Dilaga la protesta in Romania contro l’austerità decisa dal governo. Durante i primi scontri di piazza, oltre 70 feriti e diversi fermi da parte della polizia schierata in assetto antisommossa. I manifestanti hanno incendiato alcuni bidoni della spazzatura e si sono scontrati con la polizia che ha usato i lacrimogeni per disperderli. Nonostante la secca condanna da parte del Governo per i fatti accaduti, un tavolo di trattativa si è aperto tra manifestanti e governanti, per cercare di stemperare il clima pesantissimo che si respira a Bucarest. Per adesso il dialogo con le parti sociali si concentrerà tutto sulla riforma della sanità che il governo ha dovuto per il momento ritirare. Resta molto alto tuttavia l’allarme, perché le manifestazioni degli ultimi giorni, pur occasionate dalle dimissioni di un sottosegretario alla Sanità (si trattava di Raed Arafat sottosegretario alla Sanità), sono un segno di un malcontento diffuso di fronte alle politiche di austerità e alla perdita di potere d’acquisto delle famiglie. Le dimissioni del sottosegretario Raed Arafat sono state pretese dal Governo, per la contrarietà del sottosegretario stesso ad alcuni punti della riforma della Sanità voluta dal premier rumeno in primis. Tutto questo è stato visto come un imposizione dall’alto, contro il popolo, il quale riversatosi in massa a protestare nelle piazze del paese, ha subito incendiato la situazione scontrandosi con le forze dell’ordine.
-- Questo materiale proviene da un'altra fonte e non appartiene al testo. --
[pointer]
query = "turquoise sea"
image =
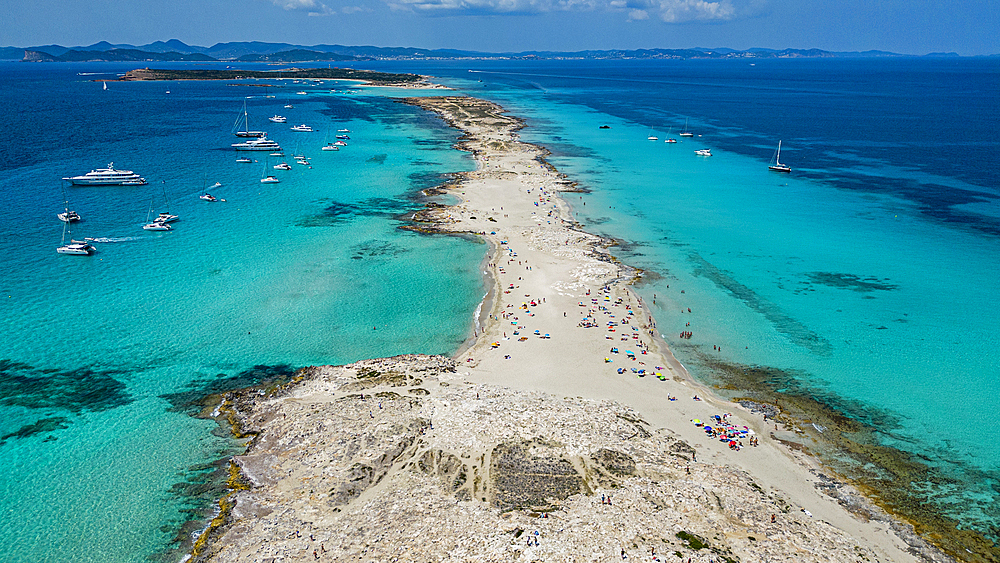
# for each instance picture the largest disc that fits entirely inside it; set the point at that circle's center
(865, 280)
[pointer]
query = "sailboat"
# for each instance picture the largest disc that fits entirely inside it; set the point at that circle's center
(265, 178)
(242, 126)
(328, 146)
(78, 247)
(686, 133)
(67, 216)
(165, 216)
(776, 165)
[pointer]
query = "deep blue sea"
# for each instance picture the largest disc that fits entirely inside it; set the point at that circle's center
(866, 279)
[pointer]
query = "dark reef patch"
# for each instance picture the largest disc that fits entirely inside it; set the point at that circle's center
(850, 281)
(205, 392)
(795, 331)
(850, 437)
(74, 390)
(40, 427)
(339, 212)
(376, 249)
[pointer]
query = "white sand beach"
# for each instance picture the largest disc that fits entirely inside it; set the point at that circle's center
(567, 375)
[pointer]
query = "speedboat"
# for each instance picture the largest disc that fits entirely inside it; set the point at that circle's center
(108, 177)
(78, 247)
(68, 216)
(258, 144)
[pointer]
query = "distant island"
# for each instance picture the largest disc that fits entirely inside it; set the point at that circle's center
(255, 51)
(369, 76)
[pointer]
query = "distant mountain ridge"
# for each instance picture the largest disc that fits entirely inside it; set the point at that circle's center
(256, 51)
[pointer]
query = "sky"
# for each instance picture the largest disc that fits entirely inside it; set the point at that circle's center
(967, 27)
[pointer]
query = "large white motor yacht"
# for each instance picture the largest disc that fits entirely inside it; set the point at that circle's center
(108, 177)
(259, 144)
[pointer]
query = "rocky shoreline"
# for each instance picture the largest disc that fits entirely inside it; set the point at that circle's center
(532, 447)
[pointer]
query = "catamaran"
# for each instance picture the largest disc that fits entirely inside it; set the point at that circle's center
(776, 165)
(78, 247)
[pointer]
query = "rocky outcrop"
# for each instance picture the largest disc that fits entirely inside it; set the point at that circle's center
(400, 459)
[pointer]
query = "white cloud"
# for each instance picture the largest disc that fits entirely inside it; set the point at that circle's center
(671, 11)
(312, 7)
(636, 15)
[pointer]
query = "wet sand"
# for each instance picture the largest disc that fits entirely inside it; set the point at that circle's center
(530, 427)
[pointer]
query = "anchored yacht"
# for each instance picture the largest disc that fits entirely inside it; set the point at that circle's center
(258, 144)
(108, 177)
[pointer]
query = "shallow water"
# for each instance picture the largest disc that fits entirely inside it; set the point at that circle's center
(312, 270)
(863, 280)
(866, 276)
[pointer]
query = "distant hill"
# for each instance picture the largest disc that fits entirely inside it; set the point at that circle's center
(112, 55)
(257, 51)
(296, 56)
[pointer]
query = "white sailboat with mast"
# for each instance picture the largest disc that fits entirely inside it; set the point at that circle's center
(77, 247)
(242, 126)
(776, 164)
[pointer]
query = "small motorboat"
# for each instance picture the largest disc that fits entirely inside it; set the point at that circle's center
(68, 216)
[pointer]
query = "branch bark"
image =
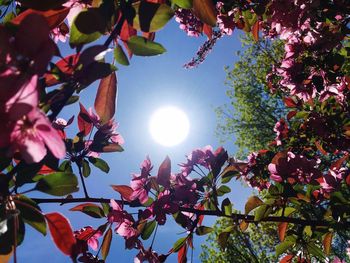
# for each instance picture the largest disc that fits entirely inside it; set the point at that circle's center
(235, 216)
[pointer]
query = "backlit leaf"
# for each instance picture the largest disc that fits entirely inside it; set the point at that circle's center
(205, 11)
(58, 184)
(105, 102)
(327, 242)
(124, 190)
(100, 164)
(90, 209)
(106, 244)
(282, 227)
(148, 229)
(31, 213)
(61, 232)
(252, 203)
(140, 46)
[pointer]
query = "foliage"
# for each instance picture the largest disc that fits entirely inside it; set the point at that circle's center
(256, 244)
(303, 176)
(253, 111)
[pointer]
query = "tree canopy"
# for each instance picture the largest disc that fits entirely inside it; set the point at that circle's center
(302, 177)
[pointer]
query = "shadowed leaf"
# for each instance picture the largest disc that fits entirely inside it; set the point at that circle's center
(61, 232)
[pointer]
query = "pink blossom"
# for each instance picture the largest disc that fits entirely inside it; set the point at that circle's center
(30, 135)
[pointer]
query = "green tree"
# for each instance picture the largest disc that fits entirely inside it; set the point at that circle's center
(256, 244)
(249, 119)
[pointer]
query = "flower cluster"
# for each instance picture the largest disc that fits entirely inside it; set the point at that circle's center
(27, 129)
(188, 22)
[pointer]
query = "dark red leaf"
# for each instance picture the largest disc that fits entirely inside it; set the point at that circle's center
(182, 254)
(208, 30)
(255, 31)
(61, 232)
(164, 171)
(337, 164)
(289, 102)
(124, 190)
(282, 227)
(291, 114)
(83, 120)
(287, 259)
(66, 65)
(53, 17)
(105, 102)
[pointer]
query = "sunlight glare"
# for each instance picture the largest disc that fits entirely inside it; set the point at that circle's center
(169, 126)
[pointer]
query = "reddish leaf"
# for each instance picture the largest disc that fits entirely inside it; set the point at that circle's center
(164, 171)
(53, 17)
(291, 114)
(105, 102)
(66, 65)
(282, 227)
(327, 242)
(320, 148)
(208, 30)
(86, 234)
(255, 31)
(84, 122)
(252, 203)
(149, 35)
(290, 102)
(337, 164)
(124, 190)
(61, 232)
(287, 259)
(182, 254)
(205, 11)
(127, 31)
(243, 225)
(106, 244)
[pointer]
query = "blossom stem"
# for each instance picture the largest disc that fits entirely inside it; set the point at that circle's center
(82, 179)
(154, 235)
(234, 216)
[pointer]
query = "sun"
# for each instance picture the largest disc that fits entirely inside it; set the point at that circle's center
(169, 126)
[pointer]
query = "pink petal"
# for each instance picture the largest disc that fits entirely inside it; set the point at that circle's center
(32, 149)
(50, 136)
(93, 243)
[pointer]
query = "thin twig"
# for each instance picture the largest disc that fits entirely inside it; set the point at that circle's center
(234, 216)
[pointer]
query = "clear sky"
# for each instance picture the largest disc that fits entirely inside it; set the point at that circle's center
(144, 86)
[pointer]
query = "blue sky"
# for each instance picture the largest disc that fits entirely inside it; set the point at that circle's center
(146, 85)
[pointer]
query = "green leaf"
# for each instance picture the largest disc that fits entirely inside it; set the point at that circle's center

Pomo della discordia la gestione e il pagamento delle prestazioni ai pronto soccorso. Tutto questo non fa altro che colpire ancora più fortemente la popolazione rumena duramente già intaccata dalla crisi economica. Dati alla mano la Romania, per rientrare nei livelli di deficit concordati con il Fmi e dell’Ue, ha dovuto fare i tagli più duri dell’intera Unione europea. Il 25% in meno negli stipendi per i dipendenti pubblici, e drastichi tagli alle pensioni. Oggi un pensionato romeno con 37 anni di lavoro prende in media 160 euro al mese. Il salario medio è di 350 euro. se questa è Europa!